We then profiled our code to understand which operation consumes how much time. The results are shown in the graph below.

- The time to accumulate gradients, average them and perform the weight update didn't scale with number of GPUs and remained constant for varying number of GPUs. This can be explained by the fact that there is a synchronization step at the end of processing a batch, which is a form of a wide dependency taking a constant time.
- Most of the time is spent in doing the forward and back-propagation and computing the gradients. This scales proportionately as the number of GPUs are increased.

#### Key Results

- We achieved a linear speed-up on number of GPUs, for an optimum batch-size of training images.
- The wide-dependency of synchronization and averaging weights does not scale with number of GPUs and remains constant.

### Model Parallel vs Data Parallel

We compared the two approaches for an optimum batch-size of 7000 images per batch. We pretrained on two networks:

- Config 1: 4 hidden layers with 2000 hidden units on each layer.
- Config 2: 4 hidden layers with 2000, 1000, 500 and 100 hidden units on each layer.

For a good batch-size of 7000 images, data parallel approach performs better than model parallel approach for both uniform distribution of hidden units across layers and a skewed distribution of hidden units across layers.

#### Are accuracies still consistent with greedy layer-wise pretraining?

The plot below shows the model accuracy after pretraining and supervised finetuning for different number of epochs of pretraining and finetuning for both greedy layer-wise pretraining and model parallel pretraining.

We observe that model parallel approach achieves around 96.62% similar to the greedy layer-wise pretraining. We conducted the same experiment using data parallel approach. The results are provided below.

- 30 epochs of pretraining, 30 epochs of finetuning gives an accuracy of 0.7472
- 60 epochs of pretraining, 60 epochs of finetuning gives an accuracy of 0.8162

For smaller batch-sizes, the accuracies will be higher but the run-times and speed-ups will be much lesser. Hence, there is a compromise between accuracy and speed-up for data parallel approach.

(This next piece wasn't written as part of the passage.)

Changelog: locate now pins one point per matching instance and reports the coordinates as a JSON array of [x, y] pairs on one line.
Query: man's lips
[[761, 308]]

#### Does parallelism help?

Pretraining for 60 epochs using a batch-size of 5000 on a network with 4 hidden layers, each containing 2000 hidden units:This configuration provides reasonable accuracies on all three models. We achieve 1.6x speed-up for model parallel approach and 1.1x speed-up for data parallel approach.

### Challenges

- Convergence of the model parallel and data parallel approaches might take more epochs than the traditional greedy layer-wise pretraining approach.
- Synchronization and communication overheads for both model parallel and data parallel approaches.
- Understanding the right model configuration and trade-off between parallelism and accuracy requires some amount of domain understanding.
- Implementation when number of layers to be trained exceeds number of active parallel units which can run concurrently in the given environment necessitates training a set of layers together followed by next set of layers in model parallel approach.
- Tensorflow limitations for profiling the code, obtaining fine-grained primitives and understanding under-the-hood optimizations to better enhance our implementation.

### References

- Santara, Anirban, et al. "Faster learning of deep stacked autoencoders on multi-core systems using synchronized layer-wise pre-training." arXiv preprint arXiv:1603.02836 (2016).
- Bengio, Yoshua, et al. "Greedy layer-wise training of deep networks." Advances in neural information processing systems 19 (2007): 153.
- http://cmgreen.io/2016/01/04/tensorflow_deep_autoencoder.html - For greedy layerwise baseline

### List of work done by each student

Equal work was performed by both project members.